You can also exclude some values of the parameter you are splitting on:
[10]:
plot.split_DOS(on="atoms", exclude=[1, 3])
Or indicate the only values that you want:
[11]:
plot.split_DOS(on="atoms", only=[0, 2])
Finally, if you want to split on multiple parameters at the same time, you can use +
between different parameters. For example, to get all the oxygen orbitals:
[12]:
plot.split_DOS(on="n+l+m", species=["O"], name="Oxygen")
Managing existing groups
Not only you can create groups easily with split_DOS
, but it’s also easy to manage the groups that you have created.

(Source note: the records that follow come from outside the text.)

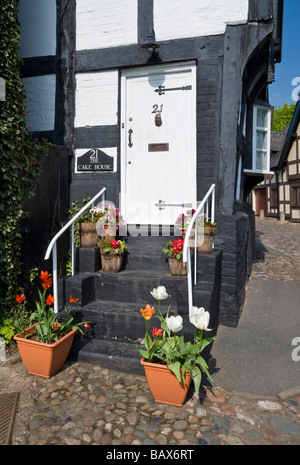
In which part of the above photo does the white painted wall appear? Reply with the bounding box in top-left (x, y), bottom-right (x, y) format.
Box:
top-left (19, 0), bottom-right (56, 58)
top-left (76, 0), bottom-right (138, 51)
top-left (75, 71), bottom-right (119, 127)
top-left (23, 75), bottom-right (56, 132)
top-left (154, 0), bottom-right (249, 41)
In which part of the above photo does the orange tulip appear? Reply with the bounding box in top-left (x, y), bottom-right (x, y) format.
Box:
top-left (140, 304), bottom-right (155, 321)
top-left (69, 296), bottom-right (79, 303)
top-left (40, 270), bottom-right (52, 282)
top-left (84, 323), bottom-right (91, 330)
top-left (15, 294), bottom-right (25, 303)
top-left (42, 278), bottom-right (52, 290)
top-left (45, 294), bottom-right (55, 306)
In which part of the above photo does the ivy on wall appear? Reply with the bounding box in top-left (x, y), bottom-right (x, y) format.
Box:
top-left (0, 0), bottom-right (49, 311)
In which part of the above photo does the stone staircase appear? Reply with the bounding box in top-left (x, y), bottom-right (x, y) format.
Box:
top-left (57, 232), bottom-right (222, 375)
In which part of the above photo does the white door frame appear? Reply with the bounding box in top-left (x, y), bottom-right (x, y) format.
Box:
top-left (120, 61), bottom-right (197, 225)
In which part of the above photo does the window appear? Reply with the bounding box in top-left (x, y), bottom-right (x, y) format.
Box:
top-left (252, 105), bottom-right (271, 172)
top-left (291, 185), bottom-right (300, 207)
top-left (270, 188), bottom-right (278, 207)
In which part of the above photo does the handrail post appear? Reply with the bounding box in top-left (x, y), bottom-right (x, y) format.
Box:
top-left (71, 223), bottom-right (75, 276)
top-left (186, 246), bottom-right (192, 320)
top-left (53, 242), bottom-right (58, 313)
top-left (182, 184), bottom-right (216, 318)
top-left (44, 187), bottom-right (107, 313)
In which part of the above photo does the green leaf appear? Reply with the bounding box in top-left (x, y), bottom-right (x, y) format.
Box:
top-left (167, 361), bottom-right (182, 383)
top-left (190, 366), bottom-right (202, 394)
top-left (144, 332), bottom-right (152, 351)
top-left (139, 349), bottom-right (149, 359)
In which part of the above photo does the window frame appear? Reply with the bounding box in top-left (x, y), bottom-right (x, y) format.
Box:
top-left (270, 187), bottom-right (278, 208)
top-left (252, 104), bottom-right (272, 173)
top-left (291, 184), bottom-right (300, 207)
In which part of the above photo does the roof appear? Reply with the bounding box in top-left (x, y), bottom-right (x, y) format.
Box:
top-left (270, 123), bottom-right (290, 169)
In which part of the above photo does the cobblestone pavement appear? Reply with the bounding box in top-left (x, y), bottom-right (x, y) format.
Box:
top-left (0, 218), bottom-right (299, 447)
top-left (254, 218), bottom-right (300, 283)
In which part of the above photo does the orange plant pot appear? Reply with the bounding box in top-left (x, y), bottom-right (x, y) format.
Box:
top-left (13, 323), bottom-right (77, 378)
top-left (140, 358), bottom-right (192, 407)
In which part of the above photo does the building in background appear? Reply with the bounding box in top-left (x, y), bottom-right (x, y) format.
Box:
top-left (253, 100), bottom-right (300, 222)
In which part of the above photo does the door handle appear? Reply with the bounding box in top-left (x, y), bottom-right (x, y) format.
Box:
top-left (128, 129), bottom-right (133, 148)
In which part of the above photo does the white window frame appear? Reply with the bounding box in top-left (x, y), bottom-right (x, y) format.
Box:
top-left (252, 104), bottom-right (271, 172)
top-left (244, 103), bottom-right (273, 178)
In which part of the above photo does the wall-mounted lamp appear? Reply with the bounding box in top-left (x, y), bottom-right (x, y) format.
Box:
top-left (141, 32), bottom-right (160, 57)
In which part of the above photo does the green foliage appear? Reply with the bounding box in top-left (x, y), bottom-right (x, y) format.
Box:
top-left (271, 103), bottom-right (296, 132)
top-left (97, 237), bottom-right (127, 254)
top-left (0, 318), bottom-right (16, 343)
top-left (0, 1), bottom-right (49, 314)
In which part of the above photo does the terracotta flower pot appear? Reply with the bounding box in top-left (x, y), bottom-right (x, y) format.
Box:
top-left (167, 254), bottom-right (187, 276)
top-left (141, 358), bottom-right (191, 406)
top-left (100, 250), bottom-right (124, 273)
top-left (77, 223), bottom-right (98, 247)
top-left (13, 323), bottom-right (77, 378)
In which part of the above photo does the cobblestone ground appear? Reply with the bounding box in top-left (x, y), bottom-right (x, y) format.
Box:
top-left (0, 218), bottom-right (299, 446)
top-left (254, 218), bottom-right (300, 283)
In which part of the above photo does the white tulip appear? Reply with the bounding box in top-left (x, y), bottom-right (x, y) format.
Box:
top-left (166, 315), bottom-right (183, 333)
top-left (150, 286), bottom-right (168, 301)
top-left (190, 306), bottom-right (212, 331)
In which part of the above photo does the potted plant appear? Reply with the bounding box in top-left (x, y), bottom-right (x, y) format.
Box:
top-left (13, 271), bottom-right (90, 378)
top-left (196, 214), bottom-right (217, 254)
top-left (97, 237), bottom-right (127, 273)
top-left (174, 209), bottom-right (196, 238)
top-left (138, 286), bottom-right (215, 406)
top-left (162, 238), bottom-right (187, 275)
top-left (94, 202), bottom-right (125, 238)
top-left (69, 197), bottom-right (100, 248)
top-left (174, 210), bottom-right (217, 253)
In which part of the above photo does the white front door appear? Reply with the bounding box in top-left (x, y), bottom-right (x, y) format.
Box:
top-left (121, 62), bottom-right (196, 225)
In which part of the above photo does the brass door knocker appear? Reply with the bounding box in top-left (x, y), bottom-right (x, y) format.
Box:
top-left (155, 112), bottom-right (162, 127)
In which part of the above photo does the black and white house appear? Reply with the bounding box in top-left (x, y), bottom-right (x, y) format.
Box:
top-left (18, 0), bottom-right (284, 368)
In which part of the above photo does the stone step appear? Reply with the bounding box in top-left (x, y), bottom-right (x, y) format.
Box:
top-left (68, 337), bottom-right (144, 375)
top-left (77, 299), bottom-right (174, 341)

The methods that help you accomplish this are split_groups
, update_groups
, remove_groups
. All three methods accept an undefined number of arguments that are used to select the groups you want to act on. You can refer to groups by their name (using a str
) or their position (using an int
). It’s very easy to understand with examples. Then, keyword arguments depend on the functionality of each method.
For example, let’s say that we have splitted the DOS on species
[13]:
plot.split_DOS(name="$species")
and we want to remove the Sr and O lines. That’s easy:
[14]:
plot.remove_groups("Sr", 2)
We have indicated that we wanted to remove the group with name "Sr"
and the 2nd group. Simple, isn’t it?
Now that we know how to indicate the groups that we want to act on, let’s use it to get the total Sr
contribution, and then the Ti
and O
contributions splitted by n
and l
.
It sounds difficult, but it’s actually not. Just split the DOS on species:
[15]:
plot.split_DOS(name="$species", reduce="mean")
And then use split_groups
to split only the groups that we want to split:
[16]:
plot.split_groups("Sr", 2, on="n+l", dash="dot").show("png")
Notice how we’ve also set dash
for all the groups that split_groups
has generated. We can do this because split_groups
works exactly as split_DOS
, with the only difference that splits specific groups.
Just as a last thing, we will let you figure out how update_groups
works:
[17]:
plot.update_groups("Ti", color="red", size=4)
We hope you enjoyed what you learned!